Spoof surface plasmons on the corrugated metal surface with gradient groove depths

Abstract

Spoof surface plasmons (SSP) on the corrugated metal surfaces has attracted intense research interests and can find many interesting applications such as wave guiding, imaging, sensing, etc in microwave and terahertz (THz) band. Previous studies show that the intense near-field of SSP mode on the metallic grating can be used to develop a new enhanced radiation source which is induced by injected electron beam. In this paper, we study SSP mode on a modified metallic grating, i.e. the inverse L-shaped sub-wavelength metallic grooves. The general dispersion relation is obtained with a modal expansion method by solving field expressions in different regions along with proper boundary conditions. The theoretical result is also verified by finite integration method and good agreement is observed. Based on the dispersion result, a terahertz radiation source on the inverse L-shaped metallic grooves is proposed and studied by FDTD simulation.
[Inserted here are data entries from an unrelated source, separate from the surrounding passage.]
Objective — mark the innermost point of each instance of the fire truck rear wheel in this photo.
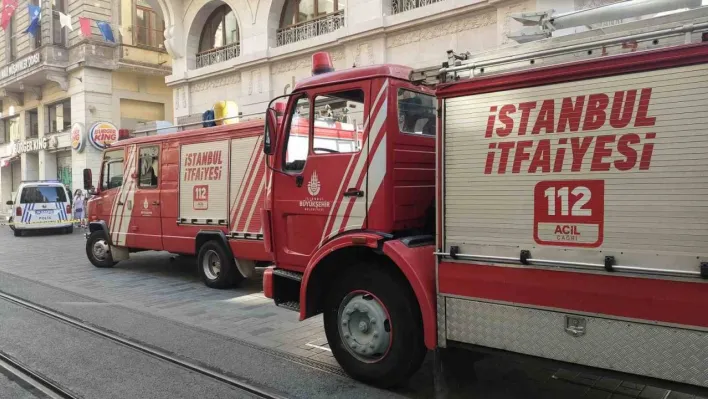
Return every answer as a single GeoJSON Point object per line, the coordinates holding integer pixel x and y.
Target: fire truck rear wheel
{"type": "Point", "coordinates": [374, 326]}
{"type": "Point", "coordinates": [98, 250]}
{"type": "Point", "coordinates": [217, 268]}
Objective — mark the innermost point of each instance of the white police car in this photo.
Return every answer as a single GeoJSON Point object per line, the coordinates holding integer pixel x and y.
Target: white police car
{"type": "Point", "coordinates": [40, 205]}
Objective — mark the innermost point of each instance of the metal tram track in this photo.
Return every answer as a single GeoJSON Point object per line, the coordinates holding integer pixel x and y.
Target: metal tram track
{"type": "Point", "coordinates": [31, 380]}
{"type": "Point", "coordinates": [156, 353]}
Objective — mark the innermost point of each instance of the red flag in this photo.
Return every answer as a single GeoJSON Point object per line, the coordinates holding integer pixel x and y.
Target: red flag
{"type": "Point", "coordinates": [85, 26]}
{"type": "Point", "coordinates": [8, 8]}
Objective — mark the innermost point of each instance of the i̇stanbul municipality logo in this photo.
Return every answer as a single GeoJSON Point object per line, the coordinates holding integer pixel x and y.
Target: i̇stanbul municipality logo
{"type": "Point", "coordinates": [313, 187]}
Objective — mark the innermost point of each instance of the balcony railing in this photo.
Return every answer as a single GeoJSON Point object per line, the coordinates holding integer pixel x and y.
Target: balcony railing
{"type": "Point", "coordinates": [217, 55]}
{"type": "Point", "coordinates": [399, 6]}
{"type": "Point", "coordinates": [309, 29]}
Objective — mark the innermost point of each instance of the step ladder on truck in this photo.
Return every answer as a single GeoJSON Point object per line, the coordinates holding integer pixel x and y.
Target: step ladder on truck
{"type": "Point", "coordinates": [565, 183]}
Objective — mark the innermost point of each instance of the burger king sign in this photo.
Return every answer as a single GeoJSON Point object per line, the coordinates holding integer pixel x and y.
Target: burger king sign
{"type": "Point", "coordinates": [78, 137]}
{"type": "Point", "coordinates": [102, 134]}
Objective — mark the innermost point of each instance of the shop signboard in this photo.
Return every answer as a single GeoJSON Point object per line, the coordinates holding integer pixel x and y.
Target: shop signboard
{"type": "Point", "coordinates": [78, 136]}
{"type": "Point", "coordinates": [102, 134]}
{"type": "Point", "coordinates": [31, 145]}
{"type": "Point", "coordinates": [20, 65]}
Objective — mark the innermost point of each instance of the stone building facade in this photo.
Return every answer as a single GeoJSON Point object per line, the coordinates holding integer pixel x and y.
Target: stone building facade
{"type": "Point", "coordinates": [249, 51]}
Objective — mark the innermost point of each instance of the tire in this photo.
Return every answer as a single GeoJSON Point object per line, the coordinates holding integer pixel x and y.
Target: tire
{"type": "Point", "coordinates": [98, 251]}
{"type": "Point", "coordinates": [216, 267]}
{"type": "Point", "coordinates": [371, 287]}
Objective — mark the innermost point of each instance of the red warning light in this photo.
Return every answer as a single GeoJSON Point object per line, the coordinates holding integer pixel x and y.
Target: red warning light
{"type": "Point", "coordinates": [321, 63]}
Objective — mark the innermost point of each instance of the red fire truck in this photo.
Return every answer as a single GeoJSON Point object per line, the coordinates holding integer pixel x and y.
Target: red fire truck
{"type": "Point", "coordinates": [198, 192]}
{"type": "Point", "coordinates": [567, 200]}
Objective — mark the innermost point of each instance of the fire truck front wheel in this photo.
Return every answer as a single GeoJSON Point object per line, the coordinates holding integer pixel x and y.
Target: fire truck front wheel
{"type": "Point", "coordinates": [374, 326]}
{"type": "Point", "coordinates": [217, 268]}
{"type": "Point", "coordinates": [98, 250]}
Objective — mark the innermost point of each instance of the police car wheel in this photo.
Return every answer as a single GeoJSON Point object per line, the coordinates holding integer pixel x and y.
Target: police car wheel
{"type": "Point", "coordinates": [217, 268]}
{"type": "Point", "coordinates": [98, 251]}
{"type": "Point", "coordinates": [374, 327]}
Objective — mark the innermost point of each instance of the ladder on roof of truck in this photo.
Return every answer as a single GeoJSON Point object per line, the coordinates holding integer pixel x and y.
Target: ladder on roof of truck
{"type": "Point", "coordinates": [678, 28]}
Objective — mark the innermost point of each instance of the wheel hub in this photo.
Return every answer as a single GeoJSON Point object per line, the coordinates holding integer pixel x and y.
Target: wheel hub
{"type": "Point", "coordinates": [100, 250]}
{"type": "Point", "coordinates": [364, 326]}
{"type": "Point", "coordinates": [211, 265]}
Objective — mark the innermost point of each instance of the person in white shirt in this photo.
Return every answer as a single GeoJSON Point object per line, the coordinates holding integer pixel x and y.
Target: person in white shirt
{"type": "Point", "coordinates": [79, 206]}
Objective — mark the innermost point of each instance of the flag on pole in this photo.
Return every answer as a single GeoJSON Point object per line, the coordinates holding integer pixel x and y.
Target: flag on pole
{"type": "Point", "coordinates": [85, 24]}
{"type": "Point", "coordinates": [35, 14]}
{"type": "Point", "coordinates": [65, 21]}
{"type": "Point", "coordinates": [106, 31]}
{"type": "Point", "coordinates": [8, 8]}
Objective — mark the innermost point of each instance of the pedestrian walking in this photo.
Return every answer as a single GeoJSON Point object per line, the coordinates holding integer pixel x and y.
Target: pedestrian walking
{"type": "Point", "coordinates": [79, 200]}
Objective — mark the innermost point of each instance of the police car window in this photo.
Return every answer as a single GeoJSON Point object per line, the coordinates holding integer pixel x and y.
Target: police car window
{"type": "Point", "coordinates": [149, 167]}
{"type": "Point", "coordinates": [416, 113]}
{"type": "Point", "coordinates": [298, 137]}
{"type": "Point", "coordinates": [338, 123]}
{"type": "Point", "coordinates": [112, 170]}
{"type": "Point", "coordinates": [42, 195]}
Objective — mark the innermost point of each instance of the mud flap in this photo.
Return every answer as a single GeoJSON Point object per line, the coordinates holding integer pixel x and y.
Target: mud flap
{"type": "Point", "coordinates": [119, 253]}
{"type": "Point", "coordinates": [246, 267]}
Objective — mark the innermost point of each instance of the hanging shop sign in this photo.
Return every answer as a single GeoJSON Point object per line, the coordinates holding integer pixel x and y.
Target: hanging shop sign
{"type": "Point", "coordinates": [31, 145]}
{"type": "Point", "coordinates": [20, 65]}
{"type": "Point", "coordinates": [102, 134]}
{"type": "Point", "coordinates": [78, 136]}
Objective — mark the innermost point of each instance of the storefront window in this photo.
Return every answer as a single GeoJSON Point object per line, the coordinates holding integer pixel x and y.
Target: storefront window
{"type": "Point", "coordinates": [58, 33]}
{"type": "Point", "coordinates": [149, 28]}
{"type": "Point", "coordinates": [33, 123]}
{"type": "Point", "coordinates": [59, 116]}
{"type": "Point", "coordinates": [220, 30]}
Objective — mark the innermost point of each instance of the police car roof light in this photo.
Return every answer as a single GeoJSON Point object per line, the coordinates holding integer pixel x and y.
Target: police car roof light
{"type": "Point", "coordinates": [321, 63]}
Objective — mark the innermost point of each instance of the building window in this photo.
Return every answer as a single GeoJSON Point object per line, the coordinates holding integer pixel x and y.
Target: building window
{"type": "Point", "coordinates": [33, 123]}
{"type": "Point", "coordinates": [220, 38]}
{"type": "Point", "coordinates": [59, 116]}
{"type": "Point", "coordinates": [149, 28]}
{"type": "Point", "coordinates": [37, 39]}
{"type": "Point", "coordinates": [149, 167]}
{"type": "Point", "coordinates": [58, 33]}
{"type": "Point", "coordinates": [112, 170]}
{"type": "Point", "coordinates": [11, 129]}
{"type": "Point", "coordinates": [304, 19]}
{"type": "Point", "coordinates": [11, 39]}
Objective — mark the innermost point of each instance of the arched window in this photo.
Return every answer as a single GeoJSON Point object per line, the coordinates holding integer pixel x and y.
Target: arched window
{"type": "Point", "coordinates": [220, 39]}
{"type": "Point", "coordinates": [303, 19]}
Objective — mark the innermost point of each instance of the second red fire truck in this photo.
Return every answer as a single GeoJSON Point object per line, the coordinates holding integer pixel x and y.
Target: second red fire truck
{"type": "Point", "coordinates": [566, 181]}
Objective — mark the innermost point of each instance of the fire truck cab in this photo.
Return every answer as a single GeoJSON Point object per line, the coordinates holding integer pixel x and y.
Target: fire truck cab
{"type": "Point", "coordinates": [337, 216]}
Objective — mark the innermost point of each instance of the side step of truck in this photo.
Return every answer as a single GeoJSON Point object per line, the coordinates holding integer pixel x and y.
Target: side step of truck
{"type": "Point", "coordinates": [286, 289]}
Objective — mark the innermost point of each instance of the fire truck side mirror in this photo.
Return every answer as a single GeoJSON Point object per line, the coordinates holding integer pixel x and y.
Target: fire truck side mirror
{"type": "Point", "coordinates": [271, 124]}
{"type": "Point", "coordinates": [87, 179]}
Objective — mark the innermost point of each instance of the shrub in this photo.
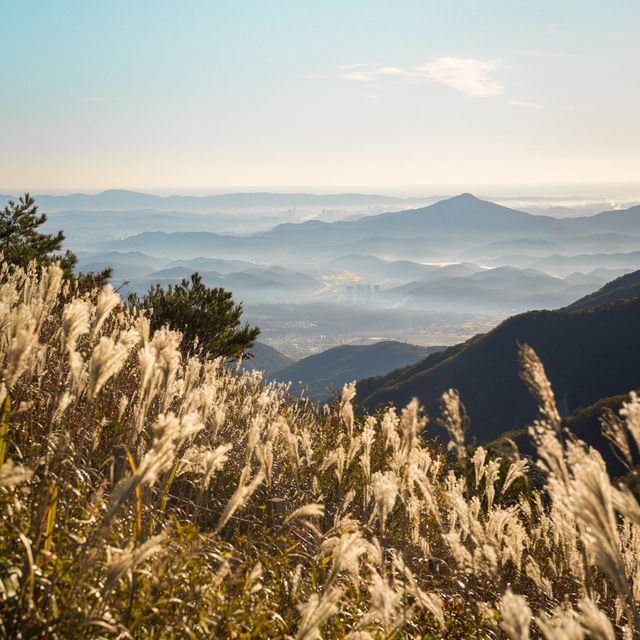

The results reveal that SSP mode can be efficiently excited by injected electron beam when the dispersion is matched well with each other. Also, the output power revolution of SSP mode and electron beam energy change are presented in the structure. The presented studies are instructive to design more efficient THz electronic sources based on the generation of SSP on the corrugated metal surface with gradient groove depth.